Tupperparties sind ein ‘muß’ für jede rechtschaffene Hausfrauenseele. Mindestens einmal im Leben. Bis der Haushalt jedoch durchgetuppert ist, bedarf es dazu natürlich mehrerer solcher konspirativer Treffen.

An die Einladung gelangt man für gewöhnlich in einem Nebensatz der Nachbarin oder ähnlicher Insider. Und beim ersten Mal stiefelt man ahnungs-los zum Mal-gucken-was-es-dagibt-Stelldichein. Der Hausherr hat mit wehenden Fahnen die Flucht in die Kneipe ergriffen und die Kinder dürfen bei Oma endlich in Ruhe fernsehen.

Irgend jemand spielt den Türöffner, während ein weiteres Blech Butterkuchen mit der Hausfrau ins Wohnzimmer schaukelt. Ein rotwangiges, etwas gestreßtes Hallo und “Häng dich da hinten irgendwo auf“ huscht an mir vorbei. Aus der Wohnstube dringt angeregtes Geschnatter und Tassengeklapper. Noch etwas scheu schreite ich der Geräuschquelle entgegen.

Die Tupperpriesterin zaubert gerade aus ihrer Reisetasche Mary Poppins-artig gigantische Berge von Tupperdosen und baut ihren Altar auf.

Der Eßtisch, der sonst normalerweise von fünf hungrigen Mäulern umzingelt wird, freut sich über den Aufstieg zum spirituellen Mittelpunkt. Die dicken Noppen des beige-braunen Tisch-überwurfes lassen die Türme bedenklich wackeln. Schon wird gemutmaßt, ob eventuell die marzipanrosa Deckel vom letzten Jahr gegen die neuen azurblauen einzutauschen seien.

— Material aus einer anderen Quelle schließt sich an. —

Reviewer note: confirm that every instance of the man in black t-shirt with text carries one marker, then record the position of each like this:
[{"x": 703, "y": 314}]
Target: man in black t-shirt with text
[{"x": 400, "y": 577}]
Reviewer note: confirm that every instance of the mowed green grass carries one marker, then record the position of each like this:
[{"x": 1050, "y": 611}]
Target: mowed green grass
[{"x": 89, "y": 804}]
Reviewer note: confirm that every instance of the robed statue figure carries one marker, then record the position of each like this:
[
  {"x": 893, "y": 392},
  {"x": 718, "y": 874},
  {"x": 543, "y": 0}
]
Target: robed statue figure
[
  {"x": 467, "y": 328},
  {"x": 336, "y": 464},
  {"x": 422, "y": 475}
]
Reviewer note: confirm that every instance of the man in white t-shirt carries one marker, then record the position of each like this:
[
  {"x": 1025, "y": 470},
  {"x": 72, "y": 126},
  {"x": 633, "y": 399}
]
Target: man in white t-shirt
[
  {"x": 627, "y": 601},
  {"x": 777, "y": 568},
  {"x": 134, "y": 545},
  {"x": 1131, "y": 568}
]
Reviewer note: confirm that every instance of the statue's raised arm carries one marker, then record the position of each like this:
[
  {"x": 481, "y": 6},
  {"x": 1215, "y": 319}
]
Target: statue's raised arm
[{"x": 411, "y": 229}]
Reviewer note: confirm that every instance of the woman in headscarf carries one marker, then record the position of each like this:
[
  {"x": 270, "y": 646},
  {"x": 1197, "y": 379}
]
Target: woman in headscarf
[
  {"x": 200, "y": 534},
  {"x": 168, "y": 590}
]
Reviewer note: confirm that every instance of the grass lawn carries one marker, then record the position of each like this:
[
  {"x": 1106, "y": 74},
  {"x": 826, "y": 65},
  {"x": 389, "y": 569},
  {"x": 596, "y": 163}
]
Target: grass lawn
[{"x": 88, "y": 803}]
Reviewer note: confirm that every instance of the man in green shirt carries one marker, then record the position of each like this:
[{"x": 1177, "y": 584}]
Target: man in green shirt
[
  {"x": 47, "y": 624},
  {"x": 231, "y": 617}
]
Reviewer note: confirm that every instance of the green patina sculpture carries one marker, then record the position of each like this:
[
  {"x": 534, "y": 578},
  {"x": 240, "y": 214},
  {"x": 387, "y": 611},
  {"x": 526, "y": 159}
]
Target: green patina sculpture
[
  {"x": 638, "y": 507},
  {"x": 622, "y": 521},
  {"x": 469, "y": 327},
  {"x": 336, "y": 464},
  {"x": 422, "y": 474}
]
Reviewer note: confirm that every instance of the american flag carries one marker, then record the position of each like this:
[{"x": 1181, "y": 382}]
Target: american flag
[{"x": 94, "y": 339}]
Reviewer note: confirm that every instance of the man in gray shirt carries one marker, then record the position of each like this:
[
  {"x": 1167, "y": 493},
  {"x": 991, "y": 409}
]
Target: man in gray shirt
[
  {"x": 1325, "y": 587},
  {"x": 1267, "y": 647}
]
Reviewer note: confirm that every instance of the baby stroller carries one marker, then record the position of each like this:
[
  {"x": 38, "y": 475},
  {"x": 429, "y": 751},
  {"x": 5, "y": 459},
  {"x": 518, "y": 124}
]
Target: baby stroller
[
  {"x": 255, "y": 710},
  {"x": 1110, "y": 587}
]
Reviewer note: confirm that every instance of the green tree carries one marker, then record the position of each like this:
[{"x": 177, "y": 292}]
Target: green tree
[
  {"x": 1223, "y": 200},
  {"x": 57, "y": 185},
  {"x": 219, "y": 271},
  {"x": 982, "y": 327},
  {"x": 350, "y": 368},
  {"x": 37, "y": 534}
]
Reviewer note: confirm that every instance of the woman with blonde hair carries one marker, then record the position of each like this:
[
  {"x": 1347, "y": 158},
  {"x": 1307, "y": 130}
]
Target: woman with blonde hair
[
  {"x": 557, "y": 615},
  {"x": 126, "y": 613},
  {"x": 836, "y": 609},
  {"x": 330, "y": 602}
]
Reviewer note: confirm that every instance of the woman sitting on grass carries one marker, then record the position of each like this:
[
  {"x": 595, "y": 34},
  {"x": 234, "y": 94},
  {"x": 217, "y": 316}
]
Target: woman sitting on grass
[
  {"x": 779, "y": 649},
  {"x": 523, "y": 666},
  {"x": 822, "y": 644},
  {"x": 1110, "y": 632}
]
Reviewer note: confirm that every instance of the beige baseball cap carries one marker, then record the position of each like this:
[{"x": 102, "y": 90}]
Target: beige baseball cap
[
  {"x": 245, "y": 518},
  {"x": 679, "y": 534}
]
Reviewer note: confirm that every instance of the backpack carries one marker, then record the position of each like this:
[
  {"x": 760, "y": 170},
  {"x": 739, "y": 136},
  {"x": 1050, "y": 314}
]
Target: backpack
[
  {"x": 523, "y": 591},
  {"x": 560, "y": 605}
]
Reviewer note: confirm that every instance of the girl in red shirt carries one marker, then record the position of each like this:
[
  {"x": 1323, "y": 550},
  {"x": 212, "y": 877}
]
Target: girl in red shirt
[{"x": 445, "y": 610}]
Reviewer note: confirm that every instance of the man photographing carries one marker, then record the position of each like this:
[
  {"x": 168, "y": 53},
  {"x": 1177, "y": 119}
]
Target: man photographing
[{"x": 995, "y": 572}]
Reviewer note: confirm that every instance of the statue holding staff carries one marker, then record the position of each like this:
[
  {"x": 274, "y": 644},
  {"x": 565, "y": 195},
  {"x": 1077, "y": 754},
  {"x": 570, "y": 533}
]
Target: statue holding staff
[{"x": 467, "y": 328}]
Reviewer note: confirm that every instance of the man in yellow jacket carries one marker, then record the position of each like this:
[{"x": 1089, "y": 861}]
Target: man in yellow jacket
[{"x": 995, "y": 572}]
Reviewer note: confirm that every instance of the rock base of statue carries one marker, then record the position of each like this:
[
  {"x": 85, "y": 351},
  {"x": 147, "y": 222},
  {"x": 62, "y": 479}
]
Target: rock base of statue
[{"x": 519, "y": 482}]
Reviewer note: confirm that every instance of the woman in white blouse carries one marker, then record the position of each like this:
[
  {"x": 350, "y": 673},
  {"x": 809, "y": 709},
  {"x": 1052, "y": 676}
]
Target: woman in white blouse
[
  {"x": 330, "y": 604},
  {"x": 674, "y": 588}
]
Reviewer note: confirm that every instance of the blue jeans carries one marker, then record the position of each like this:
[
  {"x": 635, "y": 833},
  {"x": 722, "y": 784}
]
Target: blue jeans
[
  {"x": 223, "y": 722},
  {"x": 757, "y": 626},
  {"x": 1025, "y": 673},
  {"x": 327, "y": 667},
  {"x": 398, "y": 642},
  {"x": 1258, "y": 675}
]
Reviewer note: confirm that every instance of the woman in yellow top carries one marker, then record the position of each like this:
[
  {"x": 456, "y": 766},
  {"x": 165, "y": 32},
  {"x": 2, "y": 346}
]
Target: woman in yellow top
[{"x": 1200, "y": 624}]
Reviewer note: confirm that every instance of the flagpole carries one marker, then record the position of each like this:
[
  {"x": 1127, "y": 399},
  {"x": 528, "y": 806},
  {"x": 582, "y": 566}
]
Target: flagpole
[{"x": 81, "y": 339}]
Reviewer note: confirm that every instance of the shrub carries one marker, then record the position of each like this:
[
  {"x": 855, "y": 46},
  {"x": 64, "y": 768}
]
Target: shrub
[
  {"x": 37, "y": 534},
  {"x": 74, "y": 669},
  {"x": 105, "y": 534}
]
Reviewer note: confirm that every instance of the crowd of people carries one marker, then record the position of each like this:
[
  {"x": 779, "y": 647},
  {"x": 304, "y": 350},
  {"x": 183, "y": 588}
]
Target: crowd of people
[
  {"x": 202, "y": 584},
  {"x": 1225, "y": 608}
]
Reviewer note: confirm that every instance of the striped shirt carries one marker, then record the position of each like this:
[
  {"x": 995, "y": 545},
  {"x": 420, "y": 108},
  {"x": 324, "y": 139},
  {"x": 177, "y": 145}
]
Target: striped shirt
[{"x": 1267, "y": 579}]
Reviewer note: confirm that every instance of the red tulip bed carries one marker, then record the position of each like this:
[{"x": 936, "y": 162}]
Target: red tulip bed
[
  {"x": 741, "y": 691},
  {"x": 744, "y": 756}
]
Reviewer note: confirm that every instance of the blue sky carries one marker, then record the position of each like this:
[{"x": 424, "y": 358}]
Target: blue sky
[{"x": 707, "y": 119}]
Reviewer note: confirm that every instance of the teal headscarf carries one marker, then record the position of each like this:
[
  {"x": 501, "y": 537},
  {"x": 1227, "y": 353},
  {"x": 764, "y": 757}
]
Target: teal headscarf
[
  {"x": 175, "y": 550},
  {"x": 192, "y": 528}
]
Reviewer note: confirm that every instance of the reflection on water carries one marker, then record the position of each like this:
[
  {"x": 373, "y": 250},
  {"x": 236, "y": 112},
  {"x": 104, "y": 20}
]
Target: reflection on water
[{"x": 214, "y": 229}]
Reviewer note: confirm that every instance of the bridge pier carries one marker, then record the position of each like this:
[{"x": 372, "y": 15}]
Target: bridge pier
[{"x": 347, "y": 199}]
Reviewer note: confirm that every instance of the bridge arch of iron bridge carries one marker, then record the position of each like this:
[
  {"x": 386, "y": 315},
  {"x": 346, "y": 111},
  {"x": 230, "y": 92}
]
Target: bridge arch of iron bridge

Das zeitlos-eiche-rustikale Wohnzimmer ist von allen zur Verfügung stehenden Sitzgelegenheiten in einen belagerungsähnlichen Zustand versetzt worden. Unzählige schwere Hausfrauenbeine umrahmen den dadurch zierlich wirkenden Couchtisch. Die Bleche mit dem besagten Butterkuchen müssen sich mit den Tellerstapeln, den Tassen und den von der halben Umgebung zusammengeliehenen Thermoskannen den Platz auf dem Tischchen teilen. Für die ganz verwöhnten Schlemmerkatzen steht noch eine Schale mit Pralinen bereit.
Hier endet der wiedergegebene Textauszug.